Participants even had the chance to sample Otah, a dish that Mr Lee would often serve at functions at the Istana.
His daily diet, said the tour guide, consisted of simple and bland items such as beancurd and warm water for breakfast.
What's for lunch? Chicken soup, vegetables and tofu.
"He was a creature of habit," remarked Mr Loe, 42 . "But he also had a love for yummy and sinful kinds of food, like fried chicken."
Mr Lee also had a tendency to give in to sweet temptations. He liked western desserts such as tiramisu, soufflé and caramel pudding.
Mr Lee's wife, Madam Kwa Geok Choo, would sometimes regulate his food by cutting the dessert in half and telling him, "I'll take that from you."

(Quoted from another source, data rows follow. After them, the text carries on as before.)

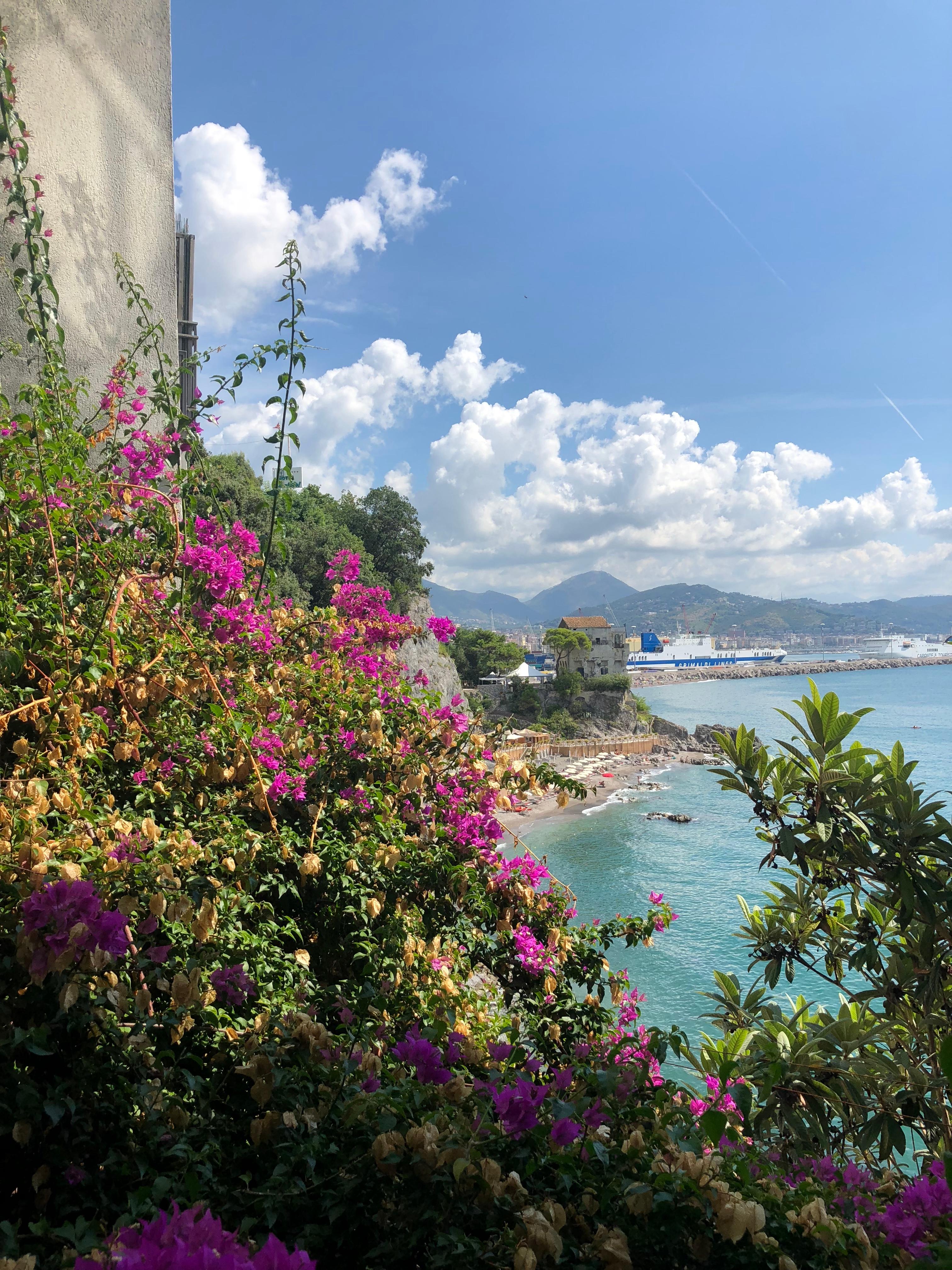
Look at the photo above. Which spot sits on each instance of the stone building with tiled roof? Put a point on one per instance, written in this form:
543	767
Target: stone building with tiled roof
609	653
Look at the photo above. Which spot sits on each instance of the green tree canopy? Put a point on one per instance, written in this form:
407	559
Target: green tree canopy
480	652
390	530
564	642
382	526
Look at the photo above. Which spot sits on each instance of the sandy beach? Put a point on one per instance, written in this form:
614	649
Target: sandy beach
602	776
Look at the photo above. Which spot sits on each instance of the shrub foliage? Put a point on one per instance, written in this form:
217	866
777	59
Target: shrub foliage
259	948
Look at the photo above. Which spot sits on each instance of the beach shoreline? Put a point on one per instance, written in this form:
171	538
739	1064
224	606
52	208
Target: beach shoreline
707	673
626	771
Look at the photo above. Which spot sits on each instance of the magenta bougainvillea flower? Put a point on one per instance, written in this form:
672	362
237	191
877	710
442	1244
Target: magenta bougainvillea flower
69	920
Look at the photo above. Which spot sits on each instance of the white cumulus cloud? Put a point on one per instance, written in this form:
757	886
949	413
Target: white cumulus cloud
525	496
242	215
344	411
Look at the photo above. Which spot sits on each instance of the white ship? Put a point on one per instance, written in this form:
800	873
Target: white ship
904	646
683	652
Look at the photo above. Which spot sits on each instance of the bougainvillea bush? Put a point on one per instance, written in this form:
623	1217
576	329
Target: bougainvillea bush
275	987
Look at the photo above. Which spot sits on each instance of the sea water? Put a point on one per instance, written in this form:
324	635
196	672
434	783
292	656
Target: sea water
612	856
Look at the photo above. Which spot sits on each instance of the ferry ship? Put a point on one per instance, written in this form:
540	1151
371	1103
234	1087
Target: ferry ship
904	646
686	651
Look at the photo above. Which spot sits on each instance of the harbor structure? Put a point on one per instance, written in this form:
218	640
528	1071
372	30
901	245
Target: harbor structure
904	646
609	653
690	649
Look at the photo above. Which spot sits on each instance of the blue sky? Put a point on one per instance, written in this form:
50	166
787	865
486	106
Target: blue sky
574	239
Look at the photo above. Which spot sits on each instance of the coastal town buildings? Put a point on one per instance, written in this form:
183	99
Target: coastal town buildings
609	653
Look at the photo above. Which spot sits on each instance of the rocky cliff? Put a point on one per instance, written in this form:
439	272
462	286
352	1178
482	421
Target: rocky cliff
427	656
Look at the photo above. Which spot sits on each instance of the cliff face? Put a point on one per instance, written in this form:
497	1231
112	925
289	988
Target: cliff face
426	655
597	714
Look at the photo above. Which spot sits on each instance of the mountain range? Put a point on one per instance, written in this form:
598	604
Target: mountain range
723	613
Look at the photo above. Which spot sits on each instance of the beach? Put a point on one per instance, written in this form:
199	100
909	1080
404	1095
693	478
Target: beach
604	776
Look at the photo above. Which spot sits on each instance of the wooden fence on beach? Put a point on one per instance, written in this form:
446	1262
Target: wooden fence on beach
550	747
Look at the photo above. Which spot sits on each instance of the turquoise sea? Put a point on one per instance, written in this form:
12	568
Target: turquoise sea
612	856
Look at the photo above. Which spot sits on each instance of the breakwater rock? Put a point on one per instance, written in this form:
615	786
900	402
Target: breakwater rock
645	679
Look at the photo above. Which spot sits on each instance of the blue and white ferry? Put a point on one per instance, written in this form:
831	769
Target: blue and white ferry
687	651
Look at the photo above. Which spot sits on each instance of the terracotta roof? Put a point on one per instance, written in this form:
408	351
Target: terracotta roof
584	624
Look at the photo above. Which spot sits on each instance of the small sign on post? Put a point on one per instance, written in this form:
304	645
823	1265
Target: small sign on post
289	482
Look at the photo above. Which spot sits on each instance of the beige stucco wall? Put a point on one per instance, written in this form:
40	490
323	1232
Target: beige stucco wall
96	93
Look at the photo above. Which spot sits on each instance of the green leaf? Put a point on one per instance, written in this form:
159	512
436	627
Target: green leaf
946	1058
712	1124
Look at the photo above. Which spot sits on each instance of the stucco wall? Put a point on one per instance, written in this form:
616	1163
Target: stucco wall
94	87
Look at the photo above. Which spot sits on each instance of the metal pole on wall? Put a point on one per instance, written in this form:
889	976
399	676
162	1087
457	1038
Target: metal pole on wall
188	329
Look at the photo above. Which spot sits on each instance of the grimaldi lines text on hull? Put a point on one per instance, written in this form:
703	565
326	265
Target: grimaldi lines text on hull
690	649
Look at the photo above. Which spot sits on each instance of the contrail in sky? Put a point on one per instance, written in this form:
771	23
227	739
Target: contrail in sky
740	233
899	412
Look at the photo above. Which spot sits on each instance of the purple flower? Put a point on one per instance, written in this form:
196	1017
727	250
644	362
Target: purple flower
594	1118
442	630
233	985
565	1132
517	1104
70	916
424	1056
192	1241
128	848
563	1080
531	953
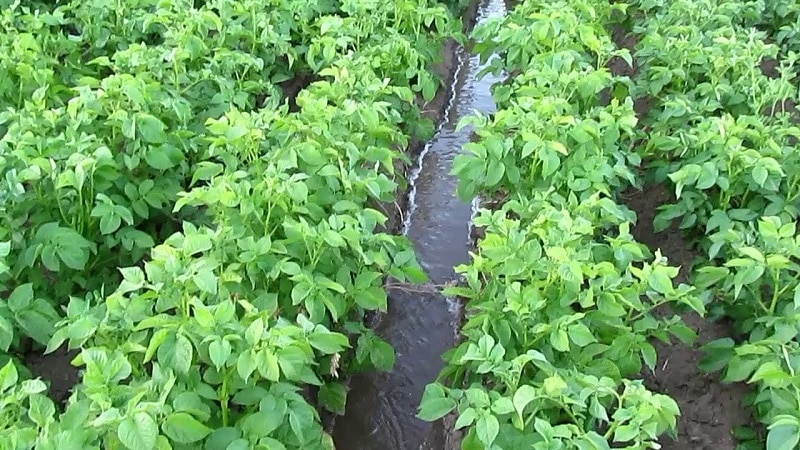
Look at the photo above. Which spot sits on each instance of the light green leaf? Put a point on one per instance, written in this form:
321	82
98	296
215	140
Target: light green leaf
138	432
184	429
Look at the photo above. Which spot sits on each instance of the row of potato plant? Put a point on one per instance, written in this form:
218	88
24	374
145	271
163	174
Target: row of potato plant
559	295
208	253
723	134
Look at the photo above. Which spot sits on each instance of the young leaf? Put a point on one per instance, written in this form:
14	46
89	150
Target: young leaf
138	432
184	429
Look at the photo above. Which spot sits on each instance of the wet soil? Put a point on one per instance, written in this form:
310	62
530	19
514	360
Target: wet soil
709	409
55	369
421	324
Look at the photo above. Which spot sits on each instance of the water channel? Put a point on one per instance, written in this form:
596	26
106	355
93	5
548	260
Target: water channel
381	407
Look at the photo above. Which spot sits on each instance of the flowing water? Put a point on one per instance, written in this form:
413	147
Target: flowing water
381	407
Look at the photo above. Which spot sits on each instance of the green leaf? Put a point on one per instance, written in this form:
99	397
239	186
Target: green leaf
435	404
20	298
739	369
487	428
660	281
524	395
333	397
176	353
495	173
268	365
649	355
196	243
8	376
138	432
219	351
559	339
184	429
151	129
625	433
327	342
783	437
466	418
6	334
245	365
581	335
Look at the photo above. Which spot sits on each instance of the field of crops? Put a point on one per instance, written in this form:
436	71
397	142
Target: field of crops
193	214
565	305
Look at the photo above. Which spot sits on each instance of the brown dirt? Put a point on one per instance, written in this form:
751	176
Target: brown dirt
56	370
434	110
710	410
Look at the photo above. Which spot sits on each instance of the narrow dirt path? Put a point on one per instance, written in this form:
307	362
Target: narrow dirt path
710	410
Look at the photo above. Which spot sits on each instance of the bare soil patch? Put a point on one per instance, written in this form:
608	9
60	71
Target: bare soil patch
55	370
710	410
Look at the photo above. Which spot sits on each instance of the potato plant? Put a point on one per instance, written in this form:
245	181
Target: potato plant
209	253
723	134
560	296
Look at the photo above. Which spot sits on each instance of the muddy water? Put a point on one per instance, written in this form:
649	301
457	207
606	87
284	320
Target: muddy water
422	325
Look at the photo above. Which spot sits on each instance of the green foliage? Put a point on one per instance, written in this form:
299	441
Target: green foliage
559	296
209	254
723	134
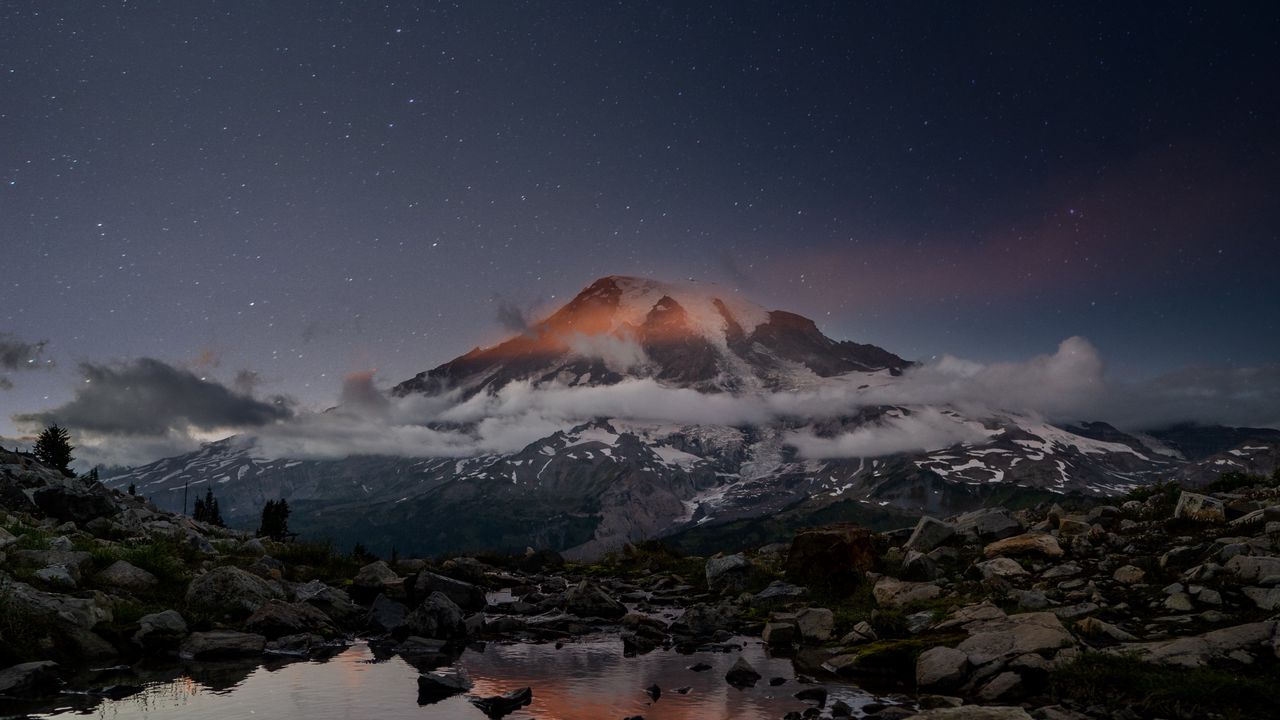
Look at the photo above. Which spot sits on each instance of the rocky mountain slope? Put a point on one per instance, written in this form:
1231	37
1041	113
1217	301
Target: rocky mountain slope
599	482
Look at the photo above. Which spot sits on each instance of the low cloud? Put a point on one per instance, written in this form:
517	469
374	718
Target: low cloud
132	409
923	431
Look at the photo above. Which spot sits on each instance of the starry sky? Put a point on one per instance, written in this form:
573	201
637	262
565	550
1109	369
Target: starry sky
275	195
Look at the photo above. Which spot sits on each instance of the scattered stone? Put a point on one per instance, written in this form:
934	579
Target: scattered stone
941	668
439	684
219	645
1202	507
741	674
1027	543
506	703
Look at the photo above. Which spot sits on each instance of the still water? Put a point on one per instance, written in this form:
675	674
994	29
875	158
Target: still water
586	679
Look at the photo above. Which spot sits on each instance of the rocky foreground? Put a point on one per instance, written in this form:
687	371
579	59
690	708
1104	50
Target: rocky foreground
1160	606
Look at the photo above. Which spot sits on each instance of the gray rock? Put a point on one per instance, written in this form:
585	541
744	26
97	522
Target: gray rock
231	592
56	575
1200	650
973	712
778	634
127	577
160	630
928	534
466	596
892	592
1266	598
741	674
439	684
437	618
588	600
30	679
941	668
1016	634
987	524
1000	568
385	615
1202	507
275	619
219	645
1261	570
728	574
816	624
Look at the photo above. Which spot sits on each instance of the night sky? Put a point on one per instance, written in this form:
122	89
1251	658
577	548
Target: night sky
275	195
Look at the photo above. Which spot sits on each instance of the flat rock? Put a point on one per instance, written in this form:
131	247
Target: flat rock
219	645
1025	543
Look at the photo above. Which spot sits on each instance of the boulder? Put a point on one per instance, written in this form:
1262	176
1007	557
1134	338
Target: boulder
728	574
941	668
891	592
439	684
385	615
332	601
778	634
506	703
466	596
928	534
1004	638
220	645
277	619
437	618
126	577
1128	575
231	592
1262	570
1027	543
1201	507
833	557
160	630
1201	650
30	679
588	600
741	674
1000	568
973	712
816	624
987	524
58	577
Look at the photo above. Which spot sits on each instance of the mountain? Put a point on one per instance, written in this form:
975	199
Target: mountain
598	482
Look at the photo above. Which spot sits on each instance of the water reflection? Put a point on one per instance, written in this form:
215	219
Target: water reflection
583	679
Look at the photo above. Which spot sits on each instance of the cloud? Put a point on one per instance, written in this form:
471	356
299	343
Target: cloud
151	397
923	431
136	411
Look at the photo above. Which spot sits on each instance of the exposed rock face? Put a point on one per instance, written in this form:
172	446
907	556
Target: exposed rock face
467	596
232	592
836	556
437	616
275	619
160	630
588	600
220	645
30	678
127	577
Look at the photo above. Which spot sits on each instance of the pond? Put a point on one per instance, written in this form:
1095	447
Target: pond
585	679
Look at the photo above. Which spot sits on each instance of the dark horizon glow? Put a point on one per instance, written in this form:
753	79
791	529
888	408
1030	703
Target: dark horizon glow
280	195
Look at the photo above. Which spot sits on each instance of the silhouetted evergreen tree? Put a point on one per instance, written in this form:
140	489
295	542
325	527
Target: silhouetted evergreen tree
275	520
54	449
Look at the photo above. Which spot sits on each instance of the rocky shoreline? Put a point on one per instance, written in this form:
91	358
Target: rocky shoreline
1161	605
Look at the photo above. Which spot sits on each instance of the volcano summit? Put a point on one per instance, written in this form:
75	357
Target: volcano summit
644	409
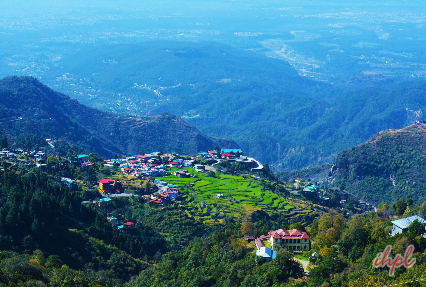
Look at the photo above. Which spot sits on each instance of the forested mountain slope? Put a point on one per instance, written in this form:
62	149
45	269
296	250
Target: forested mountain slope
389	166
31	108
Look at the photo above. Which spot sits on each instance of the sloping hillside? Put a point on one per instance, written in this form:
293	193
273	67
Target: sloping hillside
31	108
389	166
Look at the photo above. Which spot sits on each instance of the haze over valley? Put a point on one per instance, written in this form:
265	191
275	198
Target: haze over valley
266	74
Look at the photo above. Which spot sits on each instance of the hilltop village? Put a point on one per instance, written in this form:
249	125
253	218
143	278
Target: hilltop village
163	176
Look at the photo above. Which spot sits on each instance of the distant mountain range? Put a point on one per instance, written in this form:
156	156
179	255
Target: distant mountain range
27	107
274	114
389	166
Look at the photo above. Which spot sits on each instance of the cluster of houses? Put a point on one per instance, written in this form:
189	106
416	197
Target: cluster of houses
109	186
166	192
293	239
35	158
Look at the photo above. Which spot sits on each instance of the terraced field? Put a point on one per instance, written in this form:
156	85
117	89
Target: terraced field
198	196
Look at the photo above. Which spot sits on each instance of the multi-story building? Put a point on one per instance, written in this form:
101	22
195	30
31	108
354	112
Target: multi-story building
293	239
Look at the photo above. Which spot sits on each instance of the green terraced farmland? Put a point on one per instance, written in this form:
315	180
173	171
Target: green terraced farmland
240	196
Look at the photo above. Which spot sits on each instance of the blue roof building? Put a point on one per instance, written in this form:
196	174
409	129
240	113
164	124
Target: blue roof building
267	253
230	150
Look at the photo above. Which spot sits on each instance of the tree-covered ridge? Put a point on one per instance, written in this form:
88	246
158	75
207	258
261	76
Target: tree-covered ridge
272	113
389	166
28	107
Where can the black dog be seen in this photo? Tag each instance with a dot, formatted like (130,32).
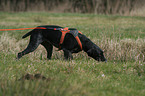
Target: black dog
(48,37)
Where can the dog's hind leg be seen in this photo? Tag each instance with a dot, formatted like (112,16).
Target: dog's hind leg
(48,48)
(35,40)
(67,54)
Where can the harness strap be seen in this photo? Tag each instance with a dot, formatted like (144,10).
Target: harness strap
(64,31)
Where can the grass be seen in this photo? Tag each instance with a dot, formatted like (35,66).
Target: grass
(121,37)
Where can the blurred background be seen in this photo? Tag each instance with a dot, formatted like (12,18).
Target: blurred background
(117,7)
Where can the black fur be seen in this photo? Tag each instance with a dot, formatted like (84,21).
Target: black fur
(49,38)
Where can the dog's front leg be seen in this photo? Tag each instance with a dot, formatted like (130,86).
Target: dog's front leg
(67,54)
(49,48)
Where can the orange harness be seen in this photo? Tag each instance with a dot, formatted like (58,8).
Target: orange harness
(64,31)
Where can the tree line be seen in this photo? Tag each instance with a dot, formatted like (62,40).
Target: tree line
(76,6)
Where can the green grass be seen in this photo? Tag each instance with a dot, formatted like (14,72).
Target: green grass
(121,37)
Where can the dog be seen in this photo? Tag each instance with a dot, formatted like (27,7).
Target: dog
(50,35)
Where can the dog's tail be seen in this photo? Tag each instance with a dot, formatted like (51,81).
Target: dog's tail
(27,34)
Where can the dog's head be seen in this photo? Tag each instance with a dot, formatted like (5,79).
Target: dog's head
(96,53)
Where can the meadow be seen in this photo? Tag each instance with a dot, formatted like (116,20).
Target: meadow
(121,37)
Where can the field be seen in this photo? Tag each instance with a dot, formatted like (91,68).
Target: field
(121,37)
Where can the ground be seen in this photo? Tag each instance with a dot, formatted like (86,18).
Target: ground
(121,37)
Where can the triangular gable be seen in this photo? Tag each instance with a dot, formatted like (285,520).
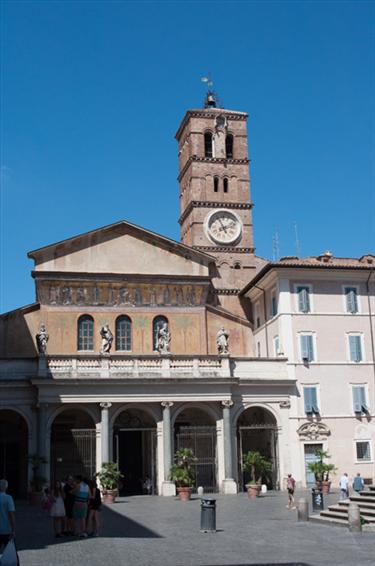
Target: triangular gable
(121,248)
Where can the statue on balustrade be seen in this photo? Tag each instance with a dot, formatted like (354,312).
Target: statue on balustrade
(222,341)
(42,339)
(107,339)
(163,339)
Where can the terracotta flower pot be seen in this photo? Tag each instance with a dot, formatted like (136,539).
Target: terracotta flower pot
(253,490)
(184,493)
(109,495)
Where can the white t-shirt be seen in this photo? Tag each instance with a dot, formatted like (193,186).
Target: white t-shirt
(344,482)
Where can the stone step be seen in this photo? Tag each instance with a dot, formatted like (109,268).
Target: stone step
(368,514)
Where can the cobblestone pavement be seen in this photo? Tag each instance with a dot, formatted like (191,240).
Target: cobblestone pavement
(158,531)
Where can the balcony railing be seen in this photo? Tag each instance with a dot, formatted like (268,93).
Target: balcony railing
(134,367)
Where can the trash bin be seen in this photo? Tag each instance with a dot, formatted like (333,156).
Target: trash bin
(208,515)
(317,499)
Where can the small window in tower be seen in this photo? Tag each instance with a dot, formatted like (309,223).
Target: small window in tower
(208,144)
(229,146)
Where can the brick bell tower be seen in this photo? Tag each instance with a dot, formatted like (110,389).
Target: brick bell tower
(215,205)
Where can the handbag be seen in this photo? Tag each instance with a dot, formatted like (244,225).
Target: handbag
(10,556)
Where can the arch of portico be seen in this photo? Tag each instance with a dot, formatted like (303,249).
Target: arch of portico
(16,444)
(257,427)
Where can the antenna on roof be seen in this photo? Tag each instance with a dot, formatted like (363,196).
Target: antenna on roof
(275,244)
(297,243)
(211,100)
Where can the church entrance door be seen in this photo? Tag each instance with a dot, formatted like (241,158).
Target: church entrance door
(135,452)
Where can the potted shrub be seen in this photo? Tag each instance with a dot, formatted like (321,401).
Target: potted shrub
(255,464)
(37,481)
(182,473)
(109,477)
(322,470)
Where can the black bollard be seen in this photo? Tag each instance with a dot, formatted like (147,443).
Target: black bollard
(208,515)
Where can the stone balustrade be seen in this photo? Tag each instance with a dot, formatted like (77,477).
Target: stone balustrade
(155,366)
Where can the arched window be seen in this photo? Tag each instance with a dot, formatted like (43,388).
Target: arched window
(85,334)
(216,184)
(157,324)
(208,144)
(123,333)
(229,146)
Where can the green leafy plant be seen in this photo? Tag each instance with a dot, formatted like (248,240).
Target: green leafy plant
(255,464)
(320,468)
(182,472)
(37,481)
(109,476)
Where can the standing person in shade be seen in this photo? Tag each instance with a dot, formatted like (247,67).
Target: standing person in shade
(69,502)
(7,516)
(344,486)
(81,493)
(95,505)
(58,508)
(358,483)
(290,485)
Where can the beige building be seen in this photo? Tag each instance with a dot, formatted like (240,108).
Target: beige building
(138,345)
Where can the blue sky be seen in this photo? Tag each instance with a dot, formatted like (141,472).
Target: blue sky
(93,93)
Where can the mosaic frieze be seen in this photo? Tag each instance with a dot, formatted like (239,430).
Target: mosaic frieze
(135,295)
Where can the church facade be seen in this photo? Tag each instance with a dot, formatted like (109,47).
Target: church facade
(138,345)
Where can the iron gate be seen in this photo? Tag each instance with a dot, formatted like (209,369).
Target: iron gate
(249,439)
(73,451)
(202,441)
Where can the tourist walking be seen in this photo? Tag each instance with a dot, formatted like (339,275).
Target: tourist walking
(344,486)
(358,483)
(290,485)
(81,493)
(7,515)
(95,505)
(58,509)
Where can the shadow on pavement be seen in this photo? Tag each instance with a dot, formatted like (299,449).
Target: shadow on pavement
(34,528)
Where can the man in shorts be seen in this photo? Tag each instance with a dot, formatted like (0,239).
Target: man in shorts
(290,485)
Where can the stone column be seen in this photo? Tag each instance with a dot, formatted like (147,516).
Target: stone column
(229,485)
(43,442)
(104,431)
(168,487)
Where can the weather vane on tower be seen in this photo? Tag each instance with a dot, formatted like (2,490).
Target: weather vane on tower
(211,100)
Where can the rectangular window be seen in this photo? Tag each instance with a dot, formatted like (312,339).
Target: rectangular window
(307,347)
(303,293)
(311,400)
(359,399)
(351,299)
(355,347)
(363,451)
(273,305)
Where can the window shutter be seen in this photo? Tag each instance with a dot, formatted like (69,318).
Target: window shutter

During the tour, visitors were able to sit, drink in hand, absorbing the Peranakan details of the restaurant.
Soaking in the culture and food and imagining Mr Lee frequently ordering Otah might just be the most rewarding part of this stop.
Oxley Road. PHOTO: MAX PASAKORN
Little nuggets of trivia were presented during the tour. For example, Mr Lee's favourite song was Que Sera Sera and his favourite book was Don Quixote.
On the way to Oxley Road, where Mr Lee's house is situated, the love story of Mr and Mrs Lee was retold.
Mr Lee was due to head to the United Kingdom to further his studies. He didn't want to part with his wife. He got his cousin to take a picture of them on a date before he left to study. He said, "We were young and in love, anxious to record this moment in our lives."
Of course, tour participants can only look at 38 Oxley Road from outside.
The garden area of a HDB block in Tanjong Pagar, where the Mr Lee was an MP. PHOTO: MAX PASAKORN
"Mr Lee was a learner of systems," said Mr Loe. "He knew what was working. He especially knew what was not working."
He went abroad to learn and study many of these systems, often adopting the models of other nations including Britain (public housing) and Israel (defence).
At Tanjong Pagar, where Mr Lee was MP for many years, the contrast between the sleek Pinnacle@Duxton and the old HDB flats is stark. The older buildings dwarfed by the modern, emphasising the difference in eras.
The old block of HDB flats juxtaposed against the modern Pinnacle@Duxton. PHOTO: JENNIFER DHANARAJ
He was just like us.
What made About Mr Lee interesting was how relatable Mr Lee's stories were. Behind his mask of politics, he was still a person, a friend, a husband, a colleague, a father.
But while the content was delivered verbally, there wasn't much to see.
The price tag of $56 for adults also seemed a little steep - especially since participants do not gain exclusive access into significant places.
In fact, many of the stops during the 3 1/2-hour long tour are public places - a new-looking estate, a refurbished restaurant and the exterior of his house.
The remaining tours will run on the weekends of March 19 and 20, 26 and 27 and Wednesday, March 30.
Tours will continue in April but dates have yet to be confirmed.
On weekends, tours will be conducted twice daily - in the morning and in the afternoon.
Mandarin-speaking tours are available on weekends.